The tempo is picking up around the Brexit negotiations ahead of next week’s summit of EU leaders.
“Nine days left. Stay tuned,” tweeted Germany’s Brexit co-ordinator.
Much of the work is the painstaking rewriting of documents.
Officials from the remaining 27 countries have been locked in epically-long meetings, revising the first draft of the Brexit treaty published by the European Commission on 28 February.
A lot of the activity has focused on the section dealing with the transition period, which the government calls the “implementation phase”.
‘Good faith clause’
Diplomats have added a “good faith” clause at the request of the UK. It will commit both sides to respecting each others’ interests during the period.
The EU will also make a pledge that the UK should be treated as fairly as a member state during that time.
There are some technical tweaks to the section on the European Investment Bank, more specifics about how the UK will be consulted over foreign policy decisions and clarification of how London will be involved in the allocation of fishing quotas.
Although it is not clear that Britain will get the consultation mechanism for new rules and regulations generated in Brussels during the transition period that it wants.
The EU27 have been unimpressed by the UK’s proposal that EU nationals coming to Britain after Brexit Day will receive fewer rights than EU nationals who arrived beforehand.
It also sounds as if the end-point will stay as 31 December 2020, which is shorter than Theresa May had suggested.
But some countries think there should be some flexibility about the date to cater for unforeseen circumstances and this could end up somewhere in the text.
The document could change again before it’s signed off by the EU. It will then be shared with the UK and officially become part of the negotiations.
That’s the divorce deal. The other paper floating around Brussels is the European Council’s draft guidelines for the talks over the future relationship – the blueprint for the next phase of talks.
This has been tweaked too. The description of the future trade deal has been upgraded to a “balanced, ambitious and wide-ranging free trade agreement”.
A line about the UK not being allowed to participate in the EU’s agencies has been redrafted to make clear it refers to participation “in the decision-making” of those agencies, which some will interpret as clearing the way to the associate membership sketched out by the prime minister in her Mansion House speech.
But the paragraph about “the negative economic consequences” of Brexit has been amended to specify that the UK will be the side that suffers most.
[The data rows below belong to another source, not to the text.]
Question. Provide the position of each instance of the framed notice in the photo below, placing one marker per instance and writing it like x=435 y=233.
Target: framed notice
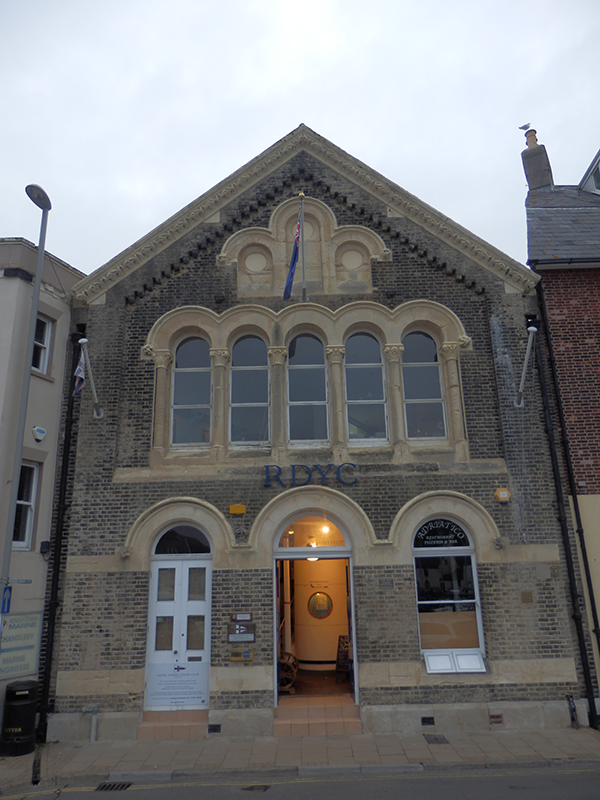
x=20 y=645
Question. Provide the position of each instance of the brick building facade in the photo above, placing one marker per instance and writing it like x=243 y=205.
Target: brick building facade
x=271 y=475
x=563 y=227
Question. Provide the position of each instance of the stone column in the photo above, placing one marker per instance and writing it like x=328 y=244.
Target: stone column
x=277 y=358
x=395 y=394
x=337 y=434
x=454 y=407
x=220 y=357
x=162 y=361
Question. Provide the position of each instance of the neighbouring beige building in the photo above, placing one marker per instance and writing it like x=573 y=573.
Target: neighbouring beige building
x=32 y=532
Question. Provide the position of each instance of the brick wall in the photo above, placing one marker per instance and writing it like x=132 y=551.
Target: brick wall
x=573 y=302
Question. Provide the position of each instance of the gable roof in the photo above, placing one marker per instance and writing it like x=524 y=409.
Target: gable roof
x=304 y=139
x=563 y=226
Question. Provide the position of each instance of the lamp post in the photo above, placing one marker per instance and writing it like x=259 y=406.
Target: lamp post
x=38 y=196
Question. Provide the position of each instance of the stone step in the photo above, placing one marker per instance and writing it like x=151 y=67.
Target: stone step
x=327 y=716
x=158 y=725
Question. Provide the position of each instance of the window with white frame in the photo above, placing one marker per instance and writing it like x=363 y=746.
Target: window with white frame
x=192 y=395
x=307 y=389
x=449 y=610
x=41 y=345
x=249 y=391
x=423 y=398
x=25 y=511
x=365 y=388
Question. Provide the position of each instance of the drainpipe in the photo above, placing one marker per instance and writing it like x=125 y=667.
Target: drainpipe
x=564 y=527
x=569 y=462
x=53 y=602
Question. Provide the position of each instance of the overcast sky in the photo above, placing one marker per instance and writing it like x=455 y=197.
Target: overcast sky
x=127 y=110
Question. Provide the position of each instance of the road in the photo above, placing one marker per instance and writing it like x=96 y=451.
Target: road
x=580 y=781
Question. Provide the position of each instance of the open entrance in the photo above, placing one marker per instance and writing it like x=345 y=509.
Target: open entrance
x=314 y=609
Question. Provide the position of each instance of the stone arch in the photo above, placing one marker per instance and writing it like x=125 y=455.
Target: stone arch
x=357 y=526
x=480 y=525
x=178 y=510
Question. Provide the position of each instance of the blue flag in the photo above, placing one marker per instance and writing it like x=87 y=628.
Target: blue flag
x=290 y=280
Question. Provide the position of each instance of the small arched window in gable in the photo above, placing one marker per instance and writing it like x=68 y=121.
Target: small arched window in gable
x=191 y=418
x=423 y=396
x=365 y=388
x=307 y=389
x=249 y=391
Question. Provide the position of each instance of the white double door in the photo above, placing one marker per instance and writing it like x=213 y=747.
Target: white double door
x=178 y=658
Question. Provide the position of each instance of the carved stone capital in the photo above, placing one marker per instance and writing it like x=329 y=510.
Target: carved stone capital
x=335 y=353
x=450 y=349
x=220 y=356
x=163 y=358
x=277 y=355
x=393 y=352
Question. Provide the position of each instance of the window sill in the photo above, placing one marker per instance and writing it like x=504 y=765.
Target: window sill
x=43 y=376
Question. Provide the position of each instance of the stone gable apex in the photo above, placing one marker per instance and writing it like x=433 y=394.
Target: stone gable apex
x=398 y=201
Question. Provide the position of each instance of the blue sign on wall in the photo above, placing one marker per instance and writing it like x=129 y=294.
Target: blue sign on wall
x=6 y=595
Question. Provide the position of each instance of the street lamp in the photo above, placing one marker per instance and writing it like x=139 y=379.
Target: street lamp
x=38 y=196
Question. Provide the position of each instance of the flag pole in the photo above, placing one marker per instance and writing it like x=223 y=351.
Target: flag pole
x=304 y=297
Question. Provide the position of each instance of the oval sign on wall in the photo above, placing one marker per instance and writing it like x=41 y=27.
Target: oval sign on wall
x=320 y=605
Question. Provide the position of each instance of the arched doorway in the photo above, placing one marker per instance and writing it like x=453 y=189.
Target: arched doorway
x=178 y=655
x=314 y=606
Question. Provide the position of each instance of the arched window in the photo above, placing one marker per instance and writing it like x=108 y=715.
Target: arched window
x=249 y=391
x=182 y=540
x=307 y=389
x=448 y=604
x=423 y=398
x=365 y=388
x=191 y=393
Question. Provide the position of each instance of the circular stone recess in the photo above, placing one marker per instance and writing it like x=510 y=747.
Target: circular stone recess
x=352 y=259
x=256 y=262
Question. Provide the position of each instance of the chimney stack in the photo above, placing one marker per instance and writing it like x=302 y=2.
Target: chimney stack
x=536 y=163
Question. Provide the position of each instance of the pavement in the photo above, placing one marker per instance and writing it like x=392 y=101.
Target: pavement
x=61 y=764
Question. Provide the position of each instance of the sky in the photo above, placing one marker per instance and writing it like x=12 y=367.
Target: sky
x=125 y=111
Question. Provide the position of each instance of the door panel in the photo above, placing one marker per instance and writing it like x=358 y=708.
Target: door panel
x=178 y=661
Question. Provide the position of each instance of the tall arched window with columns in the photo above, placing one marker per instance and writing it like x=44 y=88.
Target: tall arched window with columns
x=307 y=389
x=365 y=388
x=423 y=395
x=192 y=396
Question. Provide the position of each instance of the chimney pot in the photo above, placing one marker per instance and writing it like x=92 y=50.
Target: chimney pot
x=531 y=138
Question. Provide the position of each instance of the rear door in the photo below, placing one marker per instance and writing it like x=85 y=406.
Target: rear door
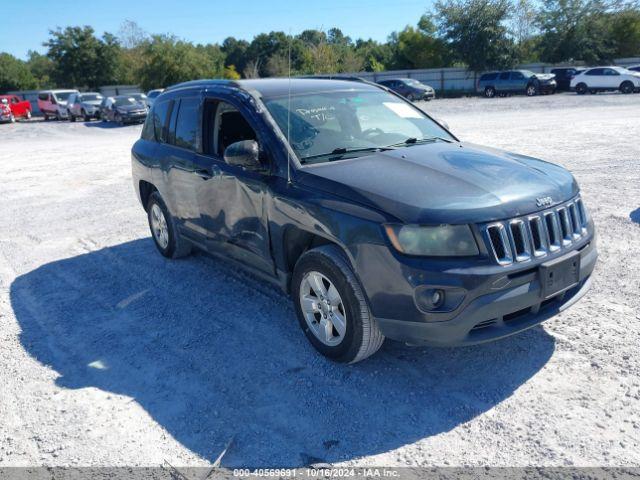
x=232 y=201
x=177 y=124
x=503 y=82
x=517 y=81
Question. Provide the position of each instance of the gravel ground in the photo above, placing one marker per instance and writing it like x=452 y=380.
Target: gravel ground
x=112 y=355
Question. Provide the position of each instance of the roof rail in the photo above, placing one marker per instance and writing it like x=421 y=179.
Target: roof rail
x=201 y=83
x=349 y=78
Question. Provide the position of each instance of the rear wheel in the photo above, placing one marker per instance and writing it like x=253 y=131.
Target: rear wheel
x=164 y=230
x=626 y=87
x=331 y=306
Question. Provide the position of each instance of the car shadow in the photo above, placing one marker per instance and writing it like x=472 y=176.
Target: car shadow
x=212 y=354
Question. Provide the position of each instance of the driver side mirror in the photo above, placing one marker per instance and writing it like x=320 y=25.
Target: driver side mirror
x=442 y=123
x=245 y=154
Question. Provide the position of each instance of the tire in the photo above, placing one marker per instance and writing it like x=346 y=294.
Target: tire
x=175 y=246
x=627 y=87
x=360 y=336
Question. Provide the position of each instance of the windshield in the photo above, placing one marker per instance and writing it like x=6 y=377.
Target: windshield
x=63 y=96
x=90 y=97
x=121 y=102
x=338 y=121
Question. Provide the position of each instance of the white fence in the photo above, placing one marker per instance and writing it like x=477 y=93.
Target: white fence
x=457 y=81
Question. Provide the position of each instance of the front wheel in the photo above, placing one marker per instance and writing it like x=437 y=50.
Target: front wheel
x=331 y=306
x=164 y=230
x=627 y=87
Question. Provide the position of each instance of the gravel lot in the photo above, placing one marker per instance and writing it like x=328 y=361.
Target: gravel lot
x=112 y=355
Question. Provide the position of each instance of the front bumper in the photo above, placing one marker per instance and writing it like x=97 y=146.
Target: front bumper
x=498 y=302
And the section that glaringly omits financial services from the future relationship now mentions them – but only to say that the EU will seek to protect its financial stability and regulatory regime.
This document could change again too.
It’s difficult to sum up the alterations as wins or losses for the UK or a hardening or softening of the EU position but it is more proof of the bureaucratic give-and-take going on behind closed doors.